ASIRT was directed to investigate the shooting on the day that it happened.
The previous day, July 2, 2018, Crawford was in a residence in Valhalla Centre, around 500 kilometres northwest of Edmonton, when unidentified perpetrators attacked the residence and fired on the occupants, Hughson said.
While one occupant was injured during the incident, Crawford was able to flee the area in a “very distinctive vehicle,” Hughson said.

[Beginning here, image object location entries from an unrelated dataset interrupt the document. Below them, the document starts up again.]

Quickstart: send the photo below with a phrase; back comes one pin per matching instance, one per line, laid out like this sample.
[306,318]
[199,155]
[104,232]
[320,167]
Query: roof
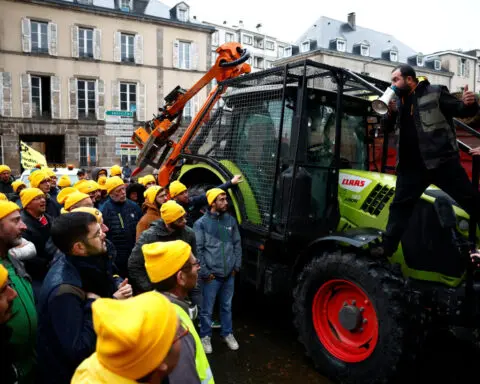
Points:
[326,29]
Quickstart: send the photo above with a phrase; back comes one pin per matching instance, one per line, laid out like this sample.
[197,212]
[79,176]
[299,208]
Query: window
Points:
[40,96]
[128,42]
[86,99]
[85,42]
[39,36]
[88,151]
[128,97]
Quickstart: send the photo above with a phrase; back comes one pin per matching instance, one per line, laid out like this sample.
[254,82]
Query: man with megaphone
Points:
[427,150]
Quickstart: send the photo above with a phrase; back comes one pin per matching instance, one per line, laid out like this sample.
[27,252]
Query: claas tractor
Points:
[310,209]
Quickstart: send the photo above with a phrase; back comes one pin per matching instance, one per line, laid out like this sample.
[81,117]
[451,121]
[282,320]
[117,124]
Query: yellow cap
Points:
[28,194]
[7,207]
[165,258]
[134,336]
[112,183]
[213,193]
[171,211]
[176,188]
[64,181]
[115,171]
[16,184]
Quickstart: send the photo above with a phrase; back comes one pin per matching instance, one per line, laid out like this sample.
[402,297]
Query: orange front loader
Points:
[156,134]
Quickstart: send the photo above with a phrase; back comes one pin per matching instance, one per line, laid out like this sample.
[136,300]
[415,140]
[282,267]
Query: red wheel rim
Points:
[348,345]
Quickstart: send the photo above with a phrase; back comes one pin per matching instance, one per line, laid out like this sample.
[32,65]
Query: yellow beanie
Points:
[163,259]
[115,171]
[16,184]
[171,211]
[64,181]
[28,194]
[7,207]
[134,336]
[112,183]
[213,193]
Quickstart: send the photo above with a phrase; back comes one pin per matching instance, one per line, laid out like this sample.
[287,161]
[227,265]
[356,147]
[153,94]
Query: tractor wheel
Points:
[352,317]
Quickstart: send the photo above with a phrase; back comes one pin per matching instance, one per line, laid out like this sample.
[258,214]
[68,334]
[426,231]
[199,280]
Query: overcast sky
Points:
[424,25]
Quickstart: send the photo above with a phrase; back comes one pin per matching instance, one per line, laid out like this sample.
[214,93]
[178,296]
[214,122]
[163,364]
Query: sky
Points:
[424,25]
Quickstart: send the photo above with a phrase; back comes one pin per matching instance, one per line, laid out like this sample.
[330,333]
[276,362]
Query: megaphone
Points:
[381,105]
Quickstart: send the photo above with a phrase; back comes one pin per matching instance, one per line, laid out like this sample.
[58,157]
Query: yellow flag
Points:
[30,157]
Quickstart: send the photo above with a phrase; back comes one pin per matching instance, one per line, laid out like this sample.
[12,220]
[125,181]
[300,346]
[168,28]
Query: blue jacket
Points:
[219,247]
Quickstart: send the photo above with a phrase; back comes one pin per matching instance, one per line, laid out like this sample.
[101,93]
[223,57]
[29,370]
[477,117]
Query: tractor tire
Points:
[352,316]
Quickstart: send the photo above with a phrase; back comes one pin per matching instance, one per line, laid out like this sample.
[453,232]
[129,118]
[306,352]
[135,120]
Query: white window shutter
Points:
[55,86]
[26,35]
[52,39]
[138,50]
[73,98]
[74,38]
[117,47]
[100,99]
[97,44]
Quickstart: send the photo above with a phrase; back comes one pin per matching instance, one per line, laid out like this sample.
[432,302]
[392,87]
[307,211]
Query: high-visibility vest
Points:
[201,361]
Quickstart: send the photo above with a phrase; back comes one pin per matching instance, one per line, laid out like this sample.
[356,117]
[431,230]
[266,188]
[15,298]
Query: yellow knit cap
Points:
[64,181]
[112,183]
[176,188]
[164,259]
[171,211]
[16,184]
[28,194]
[7,207]
[134,336]
[213,193]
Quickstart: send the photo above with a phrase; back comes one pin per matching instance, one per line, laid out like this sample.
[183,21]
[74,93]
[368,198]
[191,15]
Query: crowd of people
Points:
[113,280]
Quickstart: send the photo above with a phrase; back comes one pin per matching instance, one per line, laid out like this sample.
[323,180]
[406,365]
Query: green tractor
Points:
[309,209]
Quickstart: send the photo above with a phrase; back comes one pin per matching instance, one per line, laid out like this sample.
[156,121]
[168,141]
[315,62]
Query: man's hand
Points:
[468,97]
[124,291]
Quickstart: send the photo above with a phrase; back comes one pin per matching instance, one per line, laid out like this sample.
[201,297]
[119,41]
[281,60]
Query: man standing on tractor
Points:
[427,151]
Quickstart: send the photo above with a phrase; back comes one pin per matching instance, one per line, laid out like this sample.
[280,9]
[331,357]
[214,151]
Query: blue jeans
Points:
[224,289]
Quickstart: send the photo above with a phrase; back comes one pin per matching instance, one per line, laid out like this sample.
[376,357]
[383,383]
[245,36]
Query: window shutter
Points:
[138,50]
[117,47]
[55,86]
[100,99]
[74,38]
[26,35]
[97,44]
[72,98]
[52,39]
[141,105]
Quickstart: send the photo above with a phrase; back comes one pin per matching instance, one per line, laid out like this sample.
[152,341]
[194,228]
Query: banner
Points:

As RCMP officers began to investigate, they sought to locate and interview the man as a witness to the events and possibly as the intended victim.
On July 3, 2018, an off-duty RCMP officer observed what he believed to be the vehicle in question parked at the Chickadee Creek rest stop west of Whitecourt, some 300 kilometres from Valhalla Centre, and provided this information to nearby RCMP officers.
Shortly after 12:15 p.m., officers arrived at the location and found the vehicle parked with what appeared to be one occupant asleep in the reclined driver’s seat.
The officers approached the vehicle and a confrontation occurred, during which the vehicle began to move.
One officer discharged a service pistol at the vehicle while a second officer discharged a carbine rifle. The vehicle left the rest stop, crossed the highway and went into a ditch a short distance away, Hughson said.
The RCMP Emergency Response Team was called in to clear the scene and found Crawford dead in the driver’s seat, having sustained “several gunshot wounds,” Hughson said.
Other officers present
Hughson said she reviewed the findings of ASIRT’s investigation and determined that the evidence could provide reasonable grounds to believe that a criminal offence or offences had been committed.
The completed investigation was forwarded to the Alberta Crown Prosecution Service in August 2019 for an opinion on whether the case met its standard for prosecution.
On May 29, ASIRT received the completed final opinion.
Hughson concluded that the two RCMP officers who discharged their firearms should be charged.
Hughson told Monday’s news conference that other RCMP officers were present when Crawford was killed, and there was some video footage of the incident.
“I want to be very careful about what I can say about the investigation, but I can say that this particular investigation was advanced considerably by the availability of video … from the police vehicles,” she said.
Hughson said she expects a fatality inquiry will follow the completion of the criminal prosecution against the RCMP officers.
She said she has spoken with Crawford’s family at various points in ASIRT’s investigation.
“I told them I would provide them some answers about how their son or father or brother died, and to some extent we had that conversation now,” she said.
“Now that the investigation is concluded, they were able to better understand what happened, to ask questions, and to ask what the process will be moving forward.
“They have been very patient and I don’t think it would be an understatement to say that they are still very devastated by the loss of Clayton Crawford.
She said someone from the family commented that it doesn’t really matter what happens next, because “nothing will bring him back.”